Back to the report: it concludes that the deeper the existing (direct and indirect) economic relationship between an EU Member State and the US, the higher the expected income level benefits from TTIP.  In addition, there is an opportunity with TTIP to promote a ‘race to the top’ on labour, environmental, and health and safety standards on both sides of the Atlantic. When I got my hands on the report, I first looked of course at the chapter on TTIP & Austria, my home country. And what a great example it is:  Austria already has a strong economic relationship with the US, yet still TTIP could increase exports to the US by 64%. By reducing tariff and non-tariff measures, without lowering standards, TTIP could generate significant increases in production of car parts and components by firms in Austria (+19.9%) with exports in this sector expected to increase by €2.5 bn. Here’s a great concrete example that’s included too: For Austrians the price of an average car could go down by 1.6 percent because of TTIP.

Similar gains in exports to the US are expected all over the EU - leading here is Slovakia with a predicted 116% gain, +48% for Sweden, +38% for Germany, +36% for Hungary, +35 % for Bulgaria, +26% for Poland, and +23% for France.
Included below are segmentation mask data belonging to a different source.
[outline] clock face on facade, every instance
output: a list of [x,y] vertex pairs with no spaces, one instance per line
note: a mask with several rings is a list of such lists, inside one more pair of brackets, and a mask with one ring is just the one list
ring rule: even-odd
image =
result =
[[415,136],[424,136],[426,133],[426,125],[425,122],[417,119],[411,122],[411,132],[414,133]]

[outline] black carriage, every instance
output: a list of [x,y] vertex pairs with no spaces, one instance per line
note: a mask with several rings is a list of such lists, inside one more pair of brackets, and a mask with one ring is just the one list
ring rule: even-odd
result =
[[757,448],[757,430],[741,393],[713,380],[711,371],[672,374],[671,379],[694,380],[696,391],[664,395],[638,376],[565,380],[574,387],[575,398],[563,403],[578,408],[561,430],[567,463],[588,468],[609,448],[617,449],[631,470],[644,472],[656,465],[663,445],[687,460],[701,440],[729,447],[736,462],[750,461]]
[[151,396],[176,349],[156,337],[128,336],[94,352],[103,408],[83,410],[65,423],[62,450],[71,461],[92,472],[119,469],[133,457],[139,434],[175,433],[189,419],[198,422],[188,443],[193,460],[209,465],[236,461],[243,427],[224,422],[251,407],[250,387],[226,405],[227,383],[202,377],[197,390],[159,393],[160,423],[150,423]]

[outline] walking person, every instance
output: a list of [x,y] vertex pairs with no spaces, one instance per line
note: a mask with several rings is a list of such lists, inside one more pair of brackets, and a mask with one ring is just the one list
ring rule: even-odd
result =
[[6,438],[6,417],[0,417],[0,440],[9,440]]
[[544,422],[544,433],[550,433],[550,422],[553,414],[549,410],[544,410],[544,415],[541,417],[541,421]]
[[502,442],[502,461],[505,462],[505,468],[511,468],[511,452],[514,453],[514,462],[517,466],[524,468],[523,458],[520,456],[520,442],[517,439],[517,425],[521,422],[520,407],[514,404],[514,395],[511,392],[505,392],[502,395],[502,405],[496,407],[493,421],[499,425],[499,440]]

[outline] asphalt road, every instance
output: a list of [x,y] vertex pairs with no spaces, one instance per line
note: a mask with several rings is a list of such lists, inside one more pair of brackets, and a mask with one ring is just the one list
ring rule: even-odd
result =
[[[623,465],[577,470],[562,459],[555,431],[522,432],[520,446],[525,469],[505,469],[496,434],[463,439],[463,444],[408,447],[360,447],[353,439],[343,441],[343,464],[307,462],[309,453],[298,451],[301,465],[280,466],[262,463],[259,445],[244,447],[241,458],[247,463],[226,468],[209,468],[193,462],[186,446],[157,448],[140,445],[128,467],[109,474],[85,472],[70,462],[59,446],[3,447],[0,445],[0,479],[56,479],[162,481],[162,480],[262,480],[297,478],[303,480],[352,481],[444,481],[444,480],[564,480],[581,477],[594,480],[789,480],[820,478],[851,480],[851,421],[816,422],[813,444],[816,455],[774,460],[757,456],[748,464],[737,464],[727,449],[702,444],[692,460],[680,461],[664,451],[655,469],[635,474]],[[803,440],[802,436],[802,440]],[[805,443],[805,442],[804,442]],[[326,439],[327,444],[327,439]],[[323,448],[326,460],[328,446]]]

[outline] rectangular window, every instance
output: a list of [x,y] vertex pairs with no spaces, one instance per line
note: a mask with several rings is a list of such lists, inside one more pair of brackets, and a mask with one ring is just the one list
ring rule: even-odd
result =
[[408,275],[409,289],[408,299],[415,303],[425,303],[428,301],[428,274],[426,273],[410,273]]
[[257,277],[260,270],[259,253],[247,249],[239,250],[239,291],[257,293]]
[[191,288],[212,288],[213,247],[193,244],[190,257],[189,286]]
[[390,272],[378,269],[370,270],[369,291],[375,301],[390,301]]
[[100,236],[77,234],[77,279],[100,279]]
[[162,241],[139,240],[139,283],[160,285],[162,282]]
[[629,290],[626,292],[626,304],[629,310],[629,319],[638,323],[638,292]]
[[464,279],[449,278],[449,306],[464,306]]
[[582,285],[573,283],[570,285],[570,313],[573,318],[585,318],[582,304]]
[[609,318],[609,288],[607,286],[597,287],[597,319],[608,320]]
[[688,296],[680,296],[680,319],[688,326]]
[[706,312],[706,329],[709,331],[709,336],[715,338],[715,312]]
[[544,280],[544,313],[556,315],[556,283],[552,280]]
Next I looked at Belgium: It also already has strong economic ties with the US with chemicals and pharmaceuticals, machinery, and ICT services as the main export sectors to the US. But with TTIP, Belgian exports to the US would be expected to increase by 27% and consumer prices will go down marginally by 0.1 percent.

All this shows that TTIP is set to create the largest economic partnership ever, with GDP increases for all but one EU Member State alongside export increases, wage increases, as well as consumer price decreases for the majority of EU Member States, alongside a small decline in income inequality. TTIP is also expected to have especially positive effects for SMEs if it focuses on addressing practical barriers to trade.

Want more facts? In the same week as the WTI study was issues, DG TRADE also released the most recent guide to EU Trade since 2004. Now if economic figures are your thing, you will like this. It provides an overview on the current state of and recent developments in the EU’s trade with the rest of the world. It also confirms the EU and US as the world’s biggest trading blocs; with the EU covering almost 19.5% and the US 17.5 % of global trade in goods and services shares. So that’s why we need TTIP in my view.